What is the likelihood of such an event occurring to an English cathedral?
Thankfully, such events are vanishingly rare. The last major event for us was at York Minster when lightning struck the roof and caused a fire – ironically, an ‘Act of God’ for insurance purposes – that cost £2.5 million to put right (around £7 million in current value). The fire at Windsor Castle was another order of scale altogether (£36 million). I’m not saying it couldn’t happen, but we have very robust policies for high-risk activities such as hot works. Peterborough Cathedral has built-in fire compartmentation into its roof structure and Hereford has installed a fire suppression system. It’s about assessing individual risk in specific circumstances.
Does the Cathedrals Fabric Commission for England have safety protocols in place when restoring its cathedrals?
The CFCE doesn’t offer technical guidance – it performs an equivalent role to listed building consent in the secular sphere. But the Cathedrals Architects Association shares a body of knowledge on restoration and safety issues. There are technical training courses run by Purcell for churches and cathedrals. The firm’s partner Jane Kennedy used to be chair of the CAA.
In what way do you think any measures might be improved?
You can’t plan for everything but as far as possible we have good procedures. The main concern is life safety; fire compartmentation and suppression are secondary.
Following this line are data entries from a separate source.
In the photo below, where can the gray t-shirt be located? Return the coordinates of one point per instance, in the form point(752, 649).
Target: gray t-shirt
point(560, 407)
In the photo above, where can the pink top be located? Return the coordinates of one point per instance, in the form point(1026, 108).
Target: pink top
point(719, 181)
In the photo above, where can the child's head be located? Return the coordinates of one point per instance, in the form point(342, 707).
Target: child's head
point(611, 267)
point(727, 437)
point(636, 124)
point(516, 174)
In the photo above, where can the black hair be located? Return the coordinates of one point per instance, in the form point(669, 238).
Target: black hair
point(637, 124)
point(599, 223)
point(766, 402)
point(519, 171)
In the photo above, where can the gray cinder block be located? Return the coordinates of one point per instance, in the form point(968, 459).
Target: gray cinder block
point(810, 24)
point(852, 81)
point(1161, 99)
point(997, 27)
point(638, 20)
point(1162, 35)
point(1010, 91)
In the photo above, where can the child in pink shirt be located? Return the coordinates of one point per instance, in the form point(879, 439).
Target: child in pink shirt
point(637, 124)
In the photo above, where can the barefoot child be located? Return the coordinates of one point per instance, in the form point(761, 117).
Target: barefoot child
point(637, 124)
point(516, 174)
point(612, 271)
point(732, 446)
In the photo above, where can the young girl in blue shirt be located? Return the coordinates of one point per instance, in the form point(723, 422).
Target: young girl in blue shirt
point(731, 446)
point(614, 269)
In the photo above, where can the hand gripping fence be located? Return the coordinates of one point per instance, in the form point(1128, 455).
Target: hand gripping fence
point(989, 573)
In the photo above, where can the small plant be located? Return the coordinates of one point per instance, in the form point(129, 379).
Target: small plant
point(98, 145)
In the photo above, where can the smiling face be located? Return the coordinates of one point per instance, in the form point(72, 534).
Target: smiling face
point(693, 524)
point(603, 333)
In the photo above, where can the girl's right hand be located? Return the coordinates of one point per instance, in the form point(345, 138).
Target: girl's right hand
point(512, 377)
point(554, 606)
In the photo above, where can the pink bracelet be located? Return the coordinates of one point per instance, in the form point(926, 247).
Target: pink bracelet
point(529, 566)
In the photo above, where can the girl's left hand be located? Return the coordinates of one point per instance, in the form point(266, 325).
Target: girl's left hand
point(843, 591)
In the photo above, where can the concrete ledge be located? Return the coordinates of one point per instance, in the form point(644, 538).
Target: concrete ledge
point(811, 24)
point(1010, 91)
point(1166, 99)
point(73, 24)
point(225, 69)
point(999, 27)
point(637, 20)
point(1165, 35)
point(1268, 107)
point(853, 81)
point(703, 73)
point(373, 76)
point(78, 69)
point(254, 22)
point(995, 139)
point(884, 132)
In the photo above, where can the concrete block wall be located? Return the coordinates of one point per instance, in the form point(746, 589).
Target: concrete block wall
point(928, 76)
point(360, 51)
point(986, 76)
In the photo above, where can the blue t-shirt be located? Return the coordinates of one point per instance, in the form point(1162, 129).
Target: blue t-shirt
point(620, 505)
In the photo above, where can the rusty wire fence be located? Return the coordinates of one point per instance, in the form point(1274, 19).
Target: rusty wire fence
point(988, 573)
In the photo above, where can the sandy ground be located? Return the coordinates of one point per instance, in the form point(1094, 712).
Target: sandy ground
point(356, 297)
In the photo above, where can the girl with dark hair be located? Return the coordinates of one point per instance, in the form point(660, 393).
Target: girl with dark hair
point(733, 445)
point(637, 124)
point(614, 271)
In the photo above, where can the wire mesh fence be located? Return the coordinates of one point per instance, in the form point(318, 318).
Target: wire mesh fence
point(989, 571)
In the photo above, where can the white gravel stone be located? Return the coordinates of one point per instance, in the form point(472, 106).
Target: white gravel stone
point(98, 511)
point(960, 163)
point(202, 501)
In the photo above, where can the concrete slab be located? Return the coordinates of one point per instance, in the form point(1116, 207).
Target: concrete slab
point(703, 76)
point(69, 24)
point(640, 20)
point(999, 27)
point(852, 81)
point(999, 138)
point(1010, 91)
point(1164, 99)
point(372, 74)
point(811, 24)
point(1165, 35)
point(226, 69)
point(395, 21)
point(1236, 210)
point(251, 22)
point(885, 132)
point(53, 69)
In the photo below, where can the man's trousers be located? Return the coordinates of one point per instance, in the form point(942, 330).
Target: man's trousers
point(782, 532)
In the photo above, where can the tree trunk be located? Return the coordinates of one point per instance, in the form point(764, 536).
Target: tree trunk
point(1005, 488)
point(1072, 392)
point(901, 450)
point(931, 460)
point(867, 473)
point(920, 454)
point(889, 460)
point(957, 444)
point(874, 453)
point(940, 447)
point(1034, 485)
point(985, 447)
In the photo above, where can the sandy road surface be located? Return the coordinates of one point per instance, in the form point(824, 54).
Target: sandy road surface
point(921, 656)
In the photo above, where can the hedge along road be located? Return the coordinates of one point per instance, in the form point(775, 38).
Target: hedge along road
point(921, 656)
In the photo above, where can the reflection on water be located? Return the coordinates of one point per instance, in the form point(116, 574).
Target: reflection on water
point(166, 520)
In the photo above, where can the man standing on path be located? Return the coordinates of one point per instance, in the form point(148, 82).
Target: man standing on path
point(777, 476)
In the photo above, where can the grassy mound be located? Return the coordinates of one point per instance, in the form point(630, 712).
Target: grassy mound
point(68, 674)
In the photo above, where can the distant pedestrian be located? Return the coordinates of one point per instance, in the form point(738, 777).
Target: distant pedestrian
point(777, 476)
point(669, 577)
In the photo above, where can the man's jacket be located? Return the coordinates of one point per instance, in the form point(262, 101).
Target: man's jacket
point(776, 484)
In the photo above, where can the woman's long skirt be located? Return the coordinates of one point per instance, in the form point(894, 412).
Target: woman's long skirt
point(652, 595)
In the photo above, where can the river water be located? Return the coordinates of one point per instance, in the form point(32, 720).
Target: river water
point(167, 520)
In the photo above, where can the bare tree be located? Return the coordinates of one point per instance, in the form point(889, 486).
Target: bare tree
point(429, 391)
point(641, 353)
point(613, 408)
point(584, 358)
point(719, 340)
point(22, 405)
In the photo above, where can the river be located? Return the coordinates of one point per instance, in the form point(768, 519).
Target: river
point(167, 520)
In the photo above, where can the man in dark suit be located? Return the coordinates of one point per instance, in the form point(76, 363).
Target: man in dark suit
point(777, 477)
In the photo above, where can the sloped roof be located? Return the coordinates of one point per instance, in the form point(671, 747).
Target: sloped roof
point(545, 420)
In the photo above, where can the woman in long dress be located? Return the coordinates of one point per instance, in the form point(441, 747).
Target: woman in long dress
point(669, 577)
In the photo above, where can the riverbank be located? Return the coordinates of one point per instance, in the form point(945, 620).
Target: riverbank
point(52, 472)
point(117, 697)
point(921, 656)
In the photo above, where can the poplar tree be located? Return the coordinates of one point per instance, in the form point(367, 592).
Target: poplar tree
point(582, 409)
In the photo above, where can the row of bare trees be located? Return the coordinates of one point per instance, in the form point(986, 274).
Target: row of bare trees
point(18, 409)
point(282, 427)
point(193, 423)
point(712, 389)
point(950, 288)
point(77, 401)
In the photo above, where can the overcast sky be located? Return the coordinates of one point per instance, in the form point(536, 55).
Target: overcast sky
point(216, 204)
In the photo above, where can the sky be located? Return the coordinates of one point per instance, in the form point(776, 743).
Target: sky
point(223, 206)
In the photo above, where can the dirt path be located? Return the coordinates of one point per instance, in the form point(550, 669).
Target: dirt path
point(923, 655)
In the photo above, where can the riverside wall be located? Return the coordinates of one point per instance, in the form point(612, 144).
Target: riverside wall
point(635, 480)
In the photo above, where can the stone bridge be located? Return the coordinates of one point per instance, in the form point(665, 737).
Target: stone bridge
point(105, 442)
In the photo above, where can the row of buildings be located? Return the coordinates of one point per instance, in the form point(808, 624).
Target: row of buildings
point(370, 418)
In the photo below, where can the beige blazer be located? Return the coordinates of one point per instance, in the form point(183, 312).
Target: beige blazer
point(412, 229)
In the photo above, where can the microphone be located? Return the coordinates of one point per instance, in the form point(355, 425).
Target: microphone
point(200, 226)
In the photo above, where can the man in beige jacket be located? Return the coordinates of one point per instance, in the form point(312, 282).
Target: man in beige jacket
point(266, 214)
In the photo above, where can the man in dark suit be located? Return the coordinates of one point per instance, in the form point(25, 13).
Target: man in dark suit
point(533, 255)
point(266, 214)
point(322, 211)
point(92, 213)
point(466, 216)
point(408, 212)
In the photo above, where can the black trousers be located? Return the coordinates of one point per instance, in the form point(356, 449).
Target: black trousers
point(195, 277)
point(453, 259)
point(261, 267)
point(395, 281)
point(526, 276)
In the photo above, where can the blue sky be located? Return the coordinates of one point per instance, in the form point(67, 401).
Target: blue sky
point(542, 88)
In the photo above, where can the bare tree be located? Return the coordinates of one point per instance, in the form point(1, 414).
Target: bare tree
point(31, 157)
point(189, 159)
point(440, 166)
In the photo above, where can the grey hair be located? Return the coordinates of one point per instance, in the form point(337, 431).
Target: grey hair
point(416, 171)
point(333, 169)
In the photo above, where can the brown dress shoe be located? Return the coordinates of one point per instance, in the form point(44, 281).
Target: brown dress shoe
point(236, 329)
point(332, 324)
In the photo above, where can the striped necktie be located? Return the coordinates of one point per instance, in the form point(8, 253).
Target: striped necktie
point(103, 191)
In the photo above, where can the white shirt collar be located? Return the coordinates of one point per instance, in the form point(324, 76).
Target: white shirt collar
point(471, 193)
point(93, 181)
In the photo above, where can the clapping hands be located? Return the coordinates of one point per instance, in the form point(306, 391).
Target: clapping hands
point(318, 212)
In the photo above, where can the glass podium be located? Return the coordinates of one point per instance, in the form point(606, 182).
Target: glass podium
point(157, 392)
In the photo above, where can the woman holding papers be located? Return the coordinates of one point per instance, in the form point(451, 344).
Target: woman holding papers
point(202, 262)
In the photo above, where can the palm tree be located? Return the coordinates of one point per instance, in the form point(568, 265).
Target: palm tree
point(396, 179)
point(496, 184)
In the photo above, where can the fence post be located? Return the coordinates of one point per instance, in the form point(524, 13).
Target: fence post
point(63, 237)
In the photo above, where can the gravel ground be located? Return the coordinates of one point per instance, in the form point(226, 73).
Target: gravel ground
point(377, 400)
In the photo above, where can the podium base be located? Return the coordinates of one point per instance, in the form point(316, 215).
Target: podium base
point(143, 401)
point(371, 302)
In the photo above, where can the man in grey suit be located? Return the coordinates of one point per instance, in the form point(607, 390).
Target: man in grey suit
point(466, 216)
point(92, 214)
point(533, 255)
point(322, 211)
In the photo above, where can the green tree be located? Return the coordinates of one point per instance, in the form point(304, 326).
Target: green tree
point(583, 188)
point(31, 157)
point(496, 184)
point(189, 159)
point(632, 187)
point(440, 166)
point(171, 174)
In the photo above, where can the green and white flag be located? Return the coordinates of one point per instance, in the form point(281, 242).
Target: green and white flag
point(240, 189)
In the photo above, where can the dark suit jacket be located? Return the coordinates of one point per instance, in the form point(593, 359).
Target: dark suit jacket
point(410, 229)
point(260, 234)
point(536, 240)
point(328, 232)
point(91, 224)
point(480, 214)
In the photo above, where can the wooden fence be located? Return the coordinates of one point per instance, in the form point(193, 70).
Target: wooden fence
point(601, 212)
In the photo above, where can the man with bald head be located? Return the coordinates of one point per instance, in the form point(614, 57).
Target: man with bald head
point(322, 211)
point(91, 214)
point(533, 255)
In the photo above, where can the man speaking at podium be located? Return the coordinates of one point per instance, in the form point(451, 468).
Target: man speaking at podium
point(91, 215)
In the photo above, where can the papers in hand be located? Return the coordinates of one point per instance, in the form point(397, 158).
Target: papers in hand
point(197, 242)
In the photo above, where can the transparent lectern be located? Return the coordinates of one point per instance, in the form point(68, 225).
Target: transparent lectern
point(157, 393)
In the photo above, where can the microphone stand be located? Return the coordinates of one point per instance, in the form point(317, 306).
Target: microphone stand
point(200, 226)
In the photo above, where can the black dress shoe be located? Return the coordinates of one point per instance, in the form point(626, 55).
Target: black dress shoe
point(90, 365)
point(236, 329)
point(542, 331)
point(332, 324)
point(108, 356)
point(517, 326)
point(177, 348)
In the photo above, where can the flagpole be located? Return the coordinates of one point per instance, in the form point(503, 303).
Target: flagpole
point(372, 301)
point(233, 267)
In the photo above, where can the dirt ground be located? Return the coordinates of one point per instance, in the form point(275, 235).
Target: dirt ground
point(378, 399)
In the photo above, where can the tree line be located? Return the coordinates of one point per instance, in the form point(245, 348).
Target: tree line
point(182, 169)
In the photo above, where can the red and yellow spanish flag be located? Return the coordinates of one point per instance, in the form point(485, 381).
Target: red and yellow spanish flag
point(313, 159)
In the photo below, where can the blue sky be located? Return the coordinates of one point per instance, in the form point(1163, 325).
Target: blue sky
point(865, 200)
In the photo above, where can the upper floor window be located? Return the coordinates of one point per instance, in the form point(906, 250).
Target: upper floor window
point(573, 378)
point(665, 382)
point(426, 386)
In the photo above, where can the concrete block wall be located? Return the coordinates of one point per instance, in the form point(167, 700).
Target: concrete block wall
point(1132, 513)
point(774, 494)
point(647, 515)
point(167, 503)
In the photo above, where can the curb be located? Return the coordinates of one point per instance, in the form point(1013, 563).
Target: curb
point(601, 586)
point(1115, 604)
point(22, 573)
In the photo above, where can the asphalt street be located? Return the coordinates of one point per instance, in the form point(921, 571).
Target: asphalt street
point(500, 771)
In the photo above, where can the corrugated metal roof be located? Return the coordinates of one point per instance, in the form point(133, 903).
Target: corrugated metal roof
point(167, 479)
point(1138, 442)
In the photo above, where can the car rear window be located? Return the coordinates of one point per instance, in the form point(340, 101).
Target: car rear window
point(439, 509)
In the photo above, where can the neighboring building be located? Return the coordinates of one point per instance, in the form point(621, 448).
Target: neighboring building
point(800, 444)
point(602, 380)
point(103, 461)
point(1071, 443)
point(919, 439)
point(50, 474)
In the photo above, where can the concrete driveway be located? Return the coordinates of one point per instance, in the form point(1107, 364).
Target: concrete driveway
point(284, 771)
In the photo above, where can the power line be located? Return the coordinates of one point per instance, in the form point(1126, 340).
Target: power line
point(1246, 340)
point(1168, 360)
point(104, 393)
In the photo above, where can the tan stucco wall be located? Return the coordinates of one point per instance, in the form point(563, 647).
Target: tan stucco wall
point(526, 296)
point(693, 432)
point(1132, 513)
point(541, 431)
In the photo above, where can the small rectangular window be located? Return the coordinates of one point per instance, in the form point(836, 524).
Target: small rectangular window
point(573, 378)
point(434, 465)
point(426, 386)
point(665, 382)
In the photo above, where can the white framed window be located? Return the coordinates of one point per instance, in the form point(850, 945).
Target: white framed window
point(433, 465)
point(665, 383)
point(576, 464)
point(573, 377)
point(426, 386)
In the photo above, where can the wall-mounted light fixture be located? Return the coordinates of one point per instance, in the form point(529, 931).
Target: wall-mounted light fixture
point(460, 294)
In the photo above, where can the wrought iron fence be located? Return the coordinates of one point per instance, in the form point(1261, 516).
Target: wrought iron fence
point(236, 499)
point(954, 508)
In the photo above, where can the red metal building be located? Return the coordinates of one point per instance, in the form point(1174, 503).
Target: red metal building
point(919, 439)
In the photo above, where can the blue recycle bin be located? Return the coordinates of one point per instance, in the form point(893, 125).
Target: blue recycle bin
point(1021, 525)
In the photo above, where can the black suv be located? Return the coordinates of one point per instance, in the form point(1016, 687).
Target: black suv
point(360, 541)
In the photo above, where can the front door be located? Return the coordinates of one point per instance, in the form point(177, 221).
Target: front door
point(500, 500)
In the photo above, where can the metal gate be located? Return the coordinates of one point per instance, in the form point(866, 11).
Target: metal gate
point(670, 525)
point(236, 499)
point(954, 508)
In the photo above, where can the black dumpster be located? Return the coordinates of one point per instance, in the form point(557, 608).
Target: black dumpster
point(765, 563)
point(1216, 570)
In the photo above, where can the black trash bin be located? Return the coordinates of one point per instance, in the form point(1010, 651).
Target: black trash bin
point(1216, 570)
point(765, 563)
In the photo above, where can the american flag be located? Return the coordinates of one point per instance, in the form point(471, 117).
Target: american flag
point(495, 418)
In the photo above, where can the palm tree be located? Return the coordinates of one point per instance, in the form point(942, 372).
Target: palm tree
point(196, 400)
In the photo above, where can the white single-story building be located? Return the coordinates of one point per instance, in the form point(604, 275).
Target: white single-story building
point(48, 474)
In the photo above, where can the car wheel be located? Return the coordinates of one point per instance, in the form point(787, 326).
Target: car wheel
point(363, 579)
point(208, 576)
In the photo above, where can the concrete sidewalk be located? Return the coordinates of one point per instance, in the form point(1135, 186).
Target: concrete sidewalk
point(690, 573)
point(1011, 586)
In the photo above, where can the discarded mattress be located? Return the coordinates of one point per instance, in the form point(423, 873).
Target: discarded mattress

What do you think of France’s idea to hold an international competition to design a new spire for Notre-Dame?
It’s potentially very exciting but my instinct is that the restoration of Notre Dame will be very drawn out. There might be political pressures to complete quickly but restoration processes are complex, inter-linked and inter-dependent. You can’t treat one aspect in isolation from any other. There’s nothing to say that cathedrals can’t accommodate new design. Some, like Norwich, have taken to them excellently, but it should be seen as a holistic process.